The way we go about projecting historical trends into the future is described below:
Below, we loop through all countries in the dataset and all variables used as inputs in the machine learning model. We fit the following model types and then record their RMSE scores:
Linear model where the input variable is modeled as a function of time
Quadratic model where the input variable is modeled as a function of time
Cubic model where the input variable is modeled as a function of time
Autoregressive models where the input variable is modeled as a function of its previous value(s), including anywhere from 1 to 3 annual lags
Please note that this part may be computationally intensive and may
take 5-10 minutes to complete. The user may in this
connection specify not to test all possible models but import the
results from a previous test by adjusting the value of the
RefreshAllInputs variable.
## [1] "Note: imported 4023 best performing model results from previous run."

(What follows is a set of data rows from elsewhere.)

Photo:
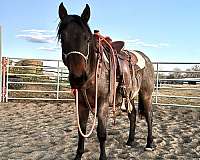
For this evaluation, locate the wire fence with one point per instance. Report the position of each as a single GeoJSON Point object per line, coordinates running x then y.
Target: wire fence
{"type": "Point", "coordinates": [43, 79]}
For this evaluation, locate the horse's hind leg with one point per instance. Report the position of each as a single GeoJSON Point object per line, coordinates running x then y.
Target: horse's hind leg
{"type": "Point", "coordinates": [145, 109]}
{"type": "Point", "coordinates": [83, 117]}
{"type": "Point", "coordinates": [101, 128]}
{"type": "Point", "coordinates": [132, 119]}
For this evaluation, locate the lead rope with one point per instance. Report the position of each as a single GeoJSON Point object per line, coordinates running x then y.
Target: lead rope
{"type": "Point", "coordinates": [95, 112]}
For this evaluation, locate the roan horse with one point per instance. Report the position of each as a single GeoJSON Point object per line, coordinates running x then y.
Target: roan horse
{"type": "Point", "coordinates": [88, 57]}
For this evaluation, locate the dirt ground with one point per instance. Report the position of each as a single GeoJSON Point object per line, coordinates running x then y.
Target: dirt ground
{"type": "Point", "coordinates": [48, 131]}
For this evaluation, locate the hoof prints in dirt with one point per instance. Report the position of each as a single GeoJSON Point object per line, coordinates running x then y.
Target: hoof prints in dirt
{"type": "Point", "coordinates": [48, 131]}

Here, we use the model test results generated/imported in the preceding section to identify and fit the best performing model for each country and variable. Following this, we generate predictions for the period 2023-2024. Finally, we consolidate the predictions of the background data into a single data frame that can be passed on to our machine learning model.
The user may in this connection specify not to repeat the process
upon each re-run of the notebook but to import the placeholder
data created in a previous run by adjusting the value of the
RefreshAllInputs variable.
## [1] "Successfully imported input data for ML model from a previous run."
Now that we have all inputs available for our ML model, we can proceed by fitting it on the training data and then using it to generate predictions for future time periods.
Finally, we import our pre-optimized random forest model and use it to generate predictions for the period 2023-2024.
## [1] "Successfully generated predictions for 298 rows of data."
## [1] "Clean dataset containing history and predictions exported to 'Data/Output'."
First, we would like to see what the happiest countries are based on their last predicted annual scores:
As was the case in historical data, we see a lot of Nordic and European countries among the happiest countries in the world; in fact, among the top 10 happiest in 2024, we only see European countries.
Looking at the least happy countries, the predicted happiness scores are not surprising either given the historical background:
Similarly to what we observed in the historical data, we see that a lot of countries suffering from internal/armed conflicts like Afghanistan, Lebanon and Yemen are expected to retain their relatively low levels of happiness even in 2024.
To be better able to compare happiness across the globe, we create an interactive color-coded world map where each country will get its own happiness score plotted with a different color shade. Unfortunately, we do not have data for all countries, so some states will be colored white due to missing observations.
In this notebook, we’ve demonstrated how we can use a predictive ML model to estimate the expected level of happiness in the future. In order to do so, we first needed to generate input data for future time periods that we can feed into the model. This was done at the country level, where trends for individual variables were projected into the next 2 years using the most appropriate regression model for the individual series. After we had our input data ready, the process of predicting future happiness scores was quite straightforward. Finally, we created some visualizations to help us make sense of the predictions, which turned out quite sensible given the historical context.